Re W (Adoption Application: Reunification with Family of Origin) [2015]

[2015] EWHC 2039 (Fam)



Chris Barnes


High Court Family Division

Practice Areas

Public Children Law


Hearing following Court of Appeal setting aside care and placement orders. Adoption order not granted and child returned to live with biological parent and siblings.


Russell J was concerned with W, a 2½ year old girl, who was made subject of care and placement orders in September 2013.  Mr and Mrs A (with whom W had been placed for 16 months) applied for an adoption order under s.46 of the Adoption and Children Act 2002 (ACA 2002).

W had three older full siblings (aged 11, 8, and 6) who remained living with their father during the original care proceedings.  At the conclusion of the care proceedings, the older siblings remained with their father with supervision orders and W remained in foster care and care and placement orders were made.  In December 2014, the father was granted permission to oppose the making of an adoption order and in May 2015, the Court of Appeal allowed the father’s out of time appeal against the care and placement orders (see Re H [2015] EWCA Civ 583).

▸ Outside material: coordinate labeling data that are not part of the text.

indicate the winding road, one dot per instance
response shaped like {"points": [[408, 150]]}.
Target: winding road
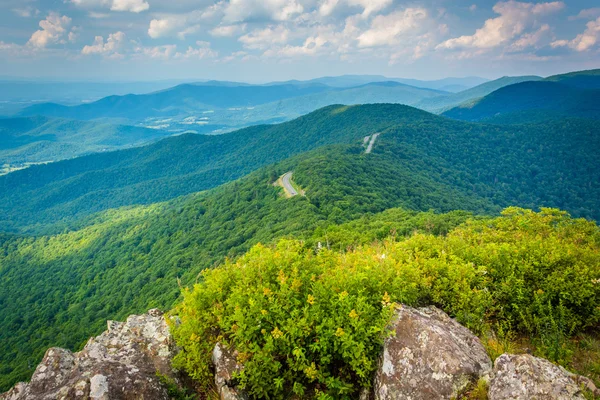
{"points": [[287, 185]]}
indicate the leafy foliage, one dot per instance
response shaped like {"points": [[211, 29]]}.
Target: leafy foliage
{"points": [[313, 320], [60, 289]]}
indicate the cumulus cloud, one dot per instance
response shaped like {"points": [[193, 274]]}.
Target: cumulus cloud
{"points": [[584, 41], [515, 17], [109, 49], [203, 50], [181, 25], [53, 29], [369, 7], [531, 39], [252, 10], [227, 30], [389, 29], [311, 46], [134, 6], [588, 13], [26, 12], [164, 52], [264, 38]]}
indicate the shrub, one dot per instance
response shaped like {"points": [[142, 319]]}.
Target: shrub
{"points": [[311, 322]]}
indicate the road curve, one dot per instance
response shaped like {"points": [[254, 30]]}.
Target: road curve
{"points": [[287, 185]]}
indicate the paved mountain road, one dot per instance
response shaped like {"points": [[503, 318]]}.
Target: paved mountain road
{"points": [[287, 185]]}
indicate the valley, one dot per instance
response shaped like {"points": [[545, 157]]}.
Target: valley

The decision for the court was whether the welfare of W was best met by reunification with her birth family or by being adopted by Mr and Mrs A.  Russell J summarised the history of the proceedings in detail and concluded that the factual matrix leading to the final orders in the care proceedings was at the lower end of the threshold criteria necessary to make a care order enabling removal of a child from her parents and siblings.

The case law requiring a proportionate approach was rehearsed, including the decision of Re B [2013] UKSC 33 and subsequent cases.  An adoption order could only be made if it is justified having given paramount consideration to W’s welfare throughout her life and the provision of s.1 of the ACA 2002.  The court can only make an adoption order if it is necessary – it is not enough to be better for this child to be adopted than to live with her birth family.

When balancing the options of W returning to live with her father and siblings and being adopted by Mr and Mrs A, the court noted that the As care of W had been of a high standard and it was accepted that W is settled, thriving, happy and healthy.  However, Russell J concluded that, at the time of the original care proceedings, the decision for W to remain in state care with a plan for adoption was, at best, finely balanced.  This was underlined by the Court of Appeal’s decision to set aside the care and placement orders.  Had the principles of Re B been followed in the original care proceedings, it was highly likely that W would have been placed at home with support.

There were undoubtedly risks in moving W from the As to her birth family, including that she would experience distress and perhaps suffer trauma for a period.  However, this possible harm to W is likely to be short to medium term and is capable of being overcome with appropriate professional support.  This was balanced with the likely considerable difficulties if W remained with the As and later tries to come to terms with the circumstances of her adoption and the knowledge that she alone of her siblings had been denied the opportunity of being brought up within her own family and that her adoptive parents were party to that denial.  The difficulties that W would encounter as an adopted person where the Court of Appeal had set aside the placement order would affect her throughout her life and would impact her sense of belonging and identity.


Russell J concluded that the father is capable of supporting W through a distressing short-term transition and that the difficulties are not sufficient to deny W her place within her family of origin.  The facts of this case do not amount to a situation where “nothing else will do”.  The fact that W has been with the As for 16 months and is settled may mitigate against a move in the short-term, but it cannot form the reason for W to remain in an adoptive placement when balanced against her welfare for the rest of her life.  The local authority has an obligation in law to bring about reunification and to provide the help, support, advice and assistance necessary to so do.

Russell J considered it regrettable that the older siblings’ views were not put before the court as their Article 8 rights were engaged and the court should have had regard to their wishes and feelings pursuant to s.1(4)(f)(iii) of the ACA 2002.  In the absence of direct representations from the siblings, the judge assumed that they would want their sister to live at home with them and their father.